While we were wandering around looking for the mission we ran across a young guy who was walking up the road carrying a bucket. Eager to test the Spanish we had been practicing on our DVD we asked for directions to the mission and got an appropriate response (always a bit of a surprise at this point in our studies). This young guy was walking our way so he escorted us all the way to the mission (using a short cut to get us up the hill behind the mission.
He told us that he worked with drug addicted kids, some as young as 10 years old.
In addition to its mission church mulege is known for its old prison building which is on a hill over the town. When it was in operation the prisoners were allowed out during the day to work and spend time with their families.

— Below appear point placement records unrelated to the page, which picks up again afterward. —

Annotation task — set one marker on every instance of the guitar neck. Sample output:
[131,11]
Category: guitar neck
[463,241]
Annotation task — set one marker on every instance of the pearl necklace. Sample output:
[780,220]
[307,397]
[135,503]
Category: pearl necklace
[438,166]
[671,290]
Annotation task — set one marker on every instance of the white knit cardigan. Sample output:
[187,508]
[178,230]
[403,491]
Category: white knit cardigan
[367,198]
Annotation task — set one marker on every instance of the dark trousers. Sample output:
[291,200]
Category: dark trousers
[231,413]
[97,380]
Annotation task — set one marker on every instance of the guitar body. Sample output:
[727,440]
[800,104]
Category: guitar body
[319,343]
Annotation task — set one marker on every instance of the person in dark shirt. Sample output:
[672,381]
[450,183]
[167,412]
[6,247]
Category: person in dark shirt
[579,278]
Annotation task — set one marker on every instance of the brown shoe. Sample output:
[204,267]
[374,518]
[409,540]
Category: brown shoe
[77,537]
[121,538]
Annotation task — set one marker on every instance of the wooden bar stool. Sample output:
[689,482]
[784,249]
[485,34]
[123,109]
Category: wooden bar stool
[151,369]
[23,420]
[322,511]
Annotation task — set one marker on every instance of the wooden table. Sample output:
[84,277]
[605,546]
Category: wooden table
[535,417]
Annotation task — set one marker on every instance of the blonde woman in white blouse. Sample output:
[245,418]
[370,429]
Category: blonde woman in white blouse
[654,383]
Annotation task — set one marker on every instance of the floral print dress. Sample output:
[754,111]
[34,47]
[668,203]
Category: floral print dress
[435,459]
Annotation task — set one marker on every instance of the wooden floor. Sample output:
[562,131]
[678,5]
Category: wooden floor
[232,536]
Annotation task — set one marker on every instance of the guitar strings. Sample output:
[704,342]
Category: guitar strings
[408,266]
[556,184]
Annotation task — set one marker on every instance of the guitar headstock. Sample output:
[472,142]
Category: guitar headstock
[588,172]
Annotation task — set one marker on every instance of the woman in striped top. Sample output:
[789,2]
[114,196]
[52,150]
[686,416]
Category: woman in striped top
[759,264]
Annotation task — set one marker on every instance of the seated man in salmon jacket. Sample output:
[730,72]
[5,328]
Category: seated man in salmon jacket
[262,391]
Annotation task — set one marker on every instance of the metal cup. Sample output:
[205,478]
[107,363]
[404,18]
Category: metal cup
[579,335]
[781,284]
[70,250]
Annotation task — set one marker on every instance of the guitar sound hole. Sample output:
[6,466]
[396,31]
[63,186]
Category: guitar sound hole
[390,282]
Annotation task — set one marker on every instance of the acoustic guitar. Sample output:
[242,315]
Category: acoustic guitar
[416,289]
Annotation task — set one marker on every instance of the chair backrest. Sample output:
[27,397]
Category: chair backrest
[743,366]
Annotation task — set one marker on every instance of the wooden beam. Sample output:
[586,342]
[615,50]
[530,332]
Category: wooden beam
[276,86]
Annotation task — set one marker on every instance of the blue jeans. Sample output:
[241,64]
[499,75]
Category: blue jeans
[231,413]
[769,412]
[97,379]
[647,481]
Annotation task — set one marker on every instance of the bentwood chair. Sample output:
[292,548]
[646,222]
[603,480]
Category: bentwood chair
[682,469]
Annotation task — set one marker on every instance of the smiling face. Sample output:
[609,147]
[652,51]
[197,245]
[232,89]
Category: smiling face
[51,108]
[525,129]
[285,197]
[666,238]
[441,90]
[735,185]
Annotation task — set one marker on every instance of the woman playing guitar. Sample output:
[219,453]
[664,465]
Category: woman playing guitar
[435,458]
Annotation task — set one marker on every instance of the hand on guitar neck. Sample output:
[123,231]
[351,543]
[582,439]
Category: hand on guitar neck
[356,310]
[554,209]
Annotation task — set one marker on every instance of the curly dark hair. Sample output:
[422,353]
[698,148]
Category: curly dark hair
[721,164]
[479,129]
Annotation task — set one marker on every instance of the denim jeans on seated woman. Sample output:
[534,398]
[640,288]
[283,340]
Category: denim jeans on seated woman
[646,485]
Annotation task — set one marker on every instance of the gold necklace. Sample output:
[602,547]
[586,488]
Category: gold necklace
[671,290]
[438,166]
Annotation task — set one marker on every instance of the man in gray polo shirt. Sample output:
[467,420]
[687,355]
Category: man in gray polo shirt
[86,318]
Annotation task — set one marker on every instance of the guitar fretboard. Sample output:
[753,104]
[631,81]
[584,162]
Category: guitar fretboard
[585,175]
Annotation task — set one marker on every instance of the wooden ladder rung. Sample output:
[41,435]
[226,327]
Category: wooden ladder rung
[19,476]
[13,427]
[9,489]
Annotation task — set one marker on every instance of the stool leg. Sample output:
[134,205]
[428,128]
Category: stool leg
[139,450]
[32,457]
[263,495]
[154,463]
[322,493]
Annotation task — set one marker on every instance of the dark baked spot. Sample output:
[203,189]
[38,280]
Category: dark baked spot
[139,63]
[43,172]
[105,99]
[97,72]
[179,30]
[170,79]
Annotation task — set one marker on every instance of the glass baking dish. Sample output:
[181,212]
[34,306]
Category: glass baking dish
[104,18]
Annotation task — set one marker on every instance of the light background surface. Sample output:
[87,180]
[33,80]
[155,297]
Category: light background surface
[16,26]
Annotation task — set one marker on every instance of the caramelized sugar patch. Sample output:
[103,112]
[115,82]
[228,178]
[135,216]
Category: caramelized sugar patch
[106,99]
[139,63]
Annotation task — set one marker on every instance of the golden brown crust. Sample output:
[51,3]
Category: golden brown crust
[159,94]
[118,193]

They were summoned back at night.
Apparently the rare escapee was usually hunted down and brought back by the other prisoners who had a vested interest in seeing the honor system remain intact.
One of the other things we noticed about Mulege is that it is really loaded with gringos. We saw California, Nevada, Colorado and British Columbia license plates on cars and RVs loaded with surfboards and fishing gear.
The trip back was a real E ticket ride (in the old Disneyland parlance). Our driver had a heavy foot and went barreling along inches away from small herds of cattle along the side of the highway. We should have been suspicious that we were dealing with an aggressive driver when the bus arrived and left on time.
We were both struck by the incredible beauty of this place. Once you get even a few hundred yards from the relatively dirty towns you find yourself in virtually untouched stands of cactus and stunning views of the rugged mountain ranges that make up this part of Mexico.
We took a bunch of pictures and will upload them into a gallery album. The pictures we have taken of the countryside just dont do it justice so we are leaving those out until we figure out how to get photos that do a better job of showing the beauty of this part of the world. There is something about the scale of the cactus stands that does not come through in our photos.